To address this, after draft-export, we will generate an operator profile for each custom operator call that we encounter, and store this on the report attached to the exported program: ep._report.op_profiles. Users can then use the context manager torch._library.fake_profile.unsafe_generate_fake_kernels to generate and register a fake implementation based on these operator profiles. This way future fake tensor retracing will work.

The workflow would look something like:

class M(torch.nn.Module):
    def forward(self, a, b):
        res = torch.ops.mylib.foo(a, b)  # no fake impl
        return res

ep = draft_export(M(), (torch.ones(3, 4), torch.ones(3, 4)))

with torch._library.fake_profile.unsafe_generate_fake_kernels(ep._report.op_profiles):
    decomp = ep.run_decompositions()

new_inp = (
    torch.ones(2, 3, 4),
    torch.ones(2, 3, 4),
)

# Save the profile to a yaml and check it into a codebase
save_op_profiles(ep._report.op_profiles, "op_profile.yaml")
# Load the yaml
loaded_op_profile = load_op_profiles("op_profile.yaml")

The operator profile is a dictionary mapping operator name to a set of profiles which describe the input and outputs of the operator, and could be manually written, saved into a yaml file, and checked into a codebase. Here’s an example of a profile for mylib.foo.default:

"mylib.foo.default": {
    OpProfile(
        args_profile=(
            TensorMetadata(
                rank=2,
                dtype=torch.float32,
                device=torch.device("cpu"),
                layout=torch.strided,
            ),
            TensorMetadata(
                rank=2,
                dtype=torch.float32,
                device=torch.device("cpu"),
                layout=torch.strided,
            ),
        ),
        out_profile=TensorMetadata(
            rank=2,
            dtype=torch.float32,
            device=torch.device("cpu"),
            layout=torch.strided,
        ),
    )
}

mylib.foo.default’s profile contains only one profile, which says that for 2 input tensors of rank 2, dtype torch.float32, device cpu, we will return one tensor of rank 2, dtype torch.float32, and device cpu. Using the context manager, will then generate a fake kernel where given 2 input tensors of rank 2 (and the other tensor metadata), we will output one tensor of rank 2 (and the other tensor metadata).

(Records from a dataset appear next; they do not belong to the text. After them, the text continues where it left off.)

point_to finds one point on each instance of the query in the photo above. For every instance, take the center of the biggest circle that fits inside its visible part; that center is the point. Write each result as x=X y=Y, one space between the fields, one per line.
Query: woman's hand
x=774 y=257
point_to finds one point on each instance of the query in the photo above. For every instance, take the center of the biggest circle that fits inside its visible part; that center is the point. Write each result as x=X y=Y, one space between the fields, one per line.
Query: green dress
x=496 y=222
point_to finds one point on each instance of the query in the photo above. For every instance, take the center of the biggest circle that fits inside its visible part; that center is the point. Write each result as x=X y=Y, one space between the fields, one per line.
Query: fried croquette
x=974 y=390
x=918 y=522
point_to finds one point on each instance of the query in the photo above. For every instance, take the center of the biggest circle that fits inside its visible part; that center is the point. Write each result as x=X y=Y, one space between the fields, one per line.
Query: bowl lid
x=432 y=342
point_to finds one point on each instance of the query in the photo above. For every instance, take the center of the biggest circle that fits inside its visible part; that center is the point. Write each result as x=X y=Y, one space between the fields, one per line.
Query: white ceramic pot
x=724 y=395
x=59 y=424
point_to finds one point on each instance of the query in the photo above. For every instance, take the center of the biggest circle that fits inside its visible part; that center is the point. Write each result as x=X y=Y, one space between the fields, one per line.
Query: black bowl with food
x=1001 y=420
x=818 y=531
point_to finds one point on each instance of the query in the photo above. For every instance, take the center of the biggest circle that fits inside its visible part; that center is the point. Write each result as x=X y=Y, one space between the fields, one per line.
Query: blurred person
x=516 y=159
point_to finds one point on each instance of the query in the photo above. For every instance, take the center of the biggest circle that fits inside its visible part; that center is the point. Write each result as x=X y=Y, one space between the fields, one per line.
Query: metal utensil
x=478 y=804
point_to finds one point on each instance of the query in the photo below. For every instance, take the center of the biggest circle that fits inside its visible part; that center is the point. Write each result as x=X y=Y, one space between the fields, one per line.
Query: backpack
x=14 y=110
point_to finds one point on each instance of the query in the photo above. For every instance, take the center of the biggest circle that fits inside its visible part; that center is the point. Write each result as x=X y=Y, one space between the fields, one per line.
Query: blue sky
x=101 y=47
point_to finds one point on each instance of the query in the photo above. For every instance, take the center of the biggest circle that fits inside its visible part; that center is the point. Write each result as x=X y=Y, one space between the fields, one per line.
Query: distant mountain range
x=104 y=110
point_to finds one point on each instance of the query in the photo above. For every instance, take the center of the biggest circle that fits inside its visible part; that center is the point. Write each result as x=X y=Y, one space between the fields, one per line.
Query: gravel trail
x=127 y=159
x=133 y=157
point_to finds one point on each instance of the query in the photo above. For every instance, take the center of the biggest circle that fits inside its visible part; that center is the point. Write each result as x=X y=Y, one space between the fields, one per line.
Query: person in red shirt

If the operator also supports other input ranks, then we can add the profile to this list of profiles, either by manually adding it into the existing profile or rerunning draft-export with new inputs to get new profiles, so that the generated fake kernel will support more input types. Otherwise it will error.

Where to go from here?#

Now that we have successfully created an ExportedProgram using draft-export, we can use further compilers such as AOTInductor to optimize its performance and produce a runnable artifact. This optimized version can then be used for deployment. In parallel, we can utilize the report generated by draft-export to identify and fix torch.export errors that were encountered so that the original model can be directly traceable with torch.export.